Me? I asked, with hope, and she nodded. You.

We had no parents by that point. One had left, and the other died at the hands of a surgeon, which is the real reason my sister stopped medical school.

That night, she called me up and told me to quit my job, which was what I’d been praying for for months—that somehow I’d get a magical phone call telling me to quit my job because I was going on an exciting vacation. I threw down my BK apron, packed, and prepared as long an account of my life complaints as I could. On the plane, I asked my sister what we were doing, what her job was, but she refolded her tray table and said nothing. Asia, I said. What country? She stared out the porthole. It was the pilot who told us, as we buckled our seat belts: we were heading to Kuala Lumpur, straight into the heart of Malaysia.
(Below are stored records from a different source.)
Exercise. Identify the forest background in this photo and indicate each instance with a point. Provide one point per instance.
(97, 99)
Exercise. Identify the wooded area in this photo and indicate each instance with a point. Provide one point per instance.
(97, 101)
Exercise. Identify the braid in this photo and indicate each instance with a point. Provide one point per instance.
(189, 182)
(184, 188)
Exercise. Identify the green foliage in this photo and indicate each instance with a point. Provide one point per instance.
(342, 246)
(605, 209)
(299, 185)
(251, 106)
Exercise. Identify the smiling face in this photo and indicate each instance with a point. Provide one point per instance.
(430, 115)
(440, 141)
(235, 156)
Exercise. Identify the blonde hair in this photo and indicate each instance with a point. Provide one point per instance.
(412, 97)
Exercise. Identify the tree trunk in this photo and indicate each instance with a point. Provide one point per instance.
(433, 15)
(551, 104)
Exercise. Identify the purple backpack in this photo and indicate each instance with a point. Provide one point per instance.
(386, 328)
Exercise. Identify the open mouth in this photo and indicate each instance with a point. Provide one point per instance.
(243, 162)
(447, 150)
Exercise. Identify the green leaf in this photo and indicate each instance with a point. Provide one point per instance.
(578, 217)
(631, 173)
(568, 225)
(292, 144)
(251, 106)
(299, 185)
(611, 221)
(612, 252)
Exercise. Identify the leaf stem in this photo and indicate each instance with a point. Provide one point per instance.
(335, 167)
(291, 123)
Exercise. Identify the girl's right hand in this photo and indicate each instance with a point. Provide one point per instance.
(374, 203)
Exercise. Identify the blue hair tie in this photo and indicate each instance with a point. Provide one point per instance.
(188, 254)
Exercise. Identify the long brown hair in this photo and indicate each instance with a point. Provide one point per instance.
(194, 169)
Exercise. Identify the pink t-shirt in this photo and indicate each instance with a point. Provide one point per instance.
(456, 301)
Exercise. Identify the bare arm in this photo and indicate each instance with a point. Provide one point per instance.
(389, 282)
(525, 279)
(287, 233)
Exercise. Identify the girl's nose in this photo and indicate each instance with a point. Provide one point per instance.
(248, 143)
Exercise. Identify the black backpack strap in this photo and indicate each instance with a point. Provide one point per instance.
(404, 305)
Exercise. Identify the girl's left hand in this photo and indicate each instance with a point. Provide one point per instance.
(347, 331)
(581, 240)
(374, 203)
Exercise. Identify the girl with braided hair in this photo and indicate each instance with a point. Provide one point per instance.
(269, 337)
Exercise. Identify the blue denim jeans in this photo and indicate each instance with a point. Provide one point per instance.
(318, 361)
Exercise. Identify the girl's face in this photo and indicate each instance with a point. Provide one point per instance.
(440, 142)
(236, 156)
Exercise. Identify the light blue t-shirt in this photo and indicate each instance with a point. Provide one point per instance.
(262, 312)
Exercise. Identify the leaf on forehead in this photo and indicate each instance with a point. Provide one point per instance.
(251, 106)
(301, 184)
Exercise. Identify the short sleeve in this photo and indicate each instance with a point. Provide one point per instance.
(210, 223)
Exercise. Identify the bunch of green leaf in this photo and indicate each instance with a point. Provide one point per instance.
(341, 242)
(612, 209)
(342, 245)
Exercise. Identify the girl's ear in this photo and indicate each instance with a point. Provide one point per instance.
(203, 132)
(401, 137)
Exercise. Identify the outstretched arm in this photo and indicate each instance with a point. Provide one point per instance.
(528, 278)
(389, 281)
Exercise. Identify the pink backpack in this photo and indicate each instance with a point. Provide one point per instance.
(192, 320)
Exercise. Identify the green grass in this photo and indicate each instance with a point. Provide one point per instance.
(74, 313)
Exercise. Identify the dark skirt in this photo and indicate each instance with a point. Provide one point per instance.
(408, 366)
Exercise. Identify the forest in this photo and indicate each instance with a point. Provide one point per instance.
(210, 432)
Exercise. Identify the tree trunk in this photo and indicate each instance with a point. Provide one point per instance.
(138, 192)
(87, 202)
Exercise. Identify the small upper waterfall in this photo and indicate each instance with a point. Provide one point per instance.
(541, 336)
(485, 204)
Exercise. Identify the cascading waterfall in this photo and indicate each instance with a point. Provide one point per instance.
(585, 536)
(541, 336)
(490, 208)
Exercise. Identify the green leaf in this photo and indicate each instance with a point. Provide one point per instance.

Wait, where’s Malaysia again? I whispered, and my sister drew a map on the napkin beneath her ginger ale.

During the flight, I drank Bloody Marys while my sister embroidered a doily. Even the other passengers seemed soothed by watching her work. I whispered all my problems into her ear, and she returned them to me in slow sentences that did the work of a lullaby. My eyes grew heavy. During the descent, she gave the doily to the man across the aisle, worried about his ailing son, and the needlework was so elegant it made him feel better just to hold it. That’s the thing with handmade items. They still have the person’s mark on them, and when you hold them, you feel less alone. This is why everyone who eats a Whopper leaves a little more depressed than they were when they came in.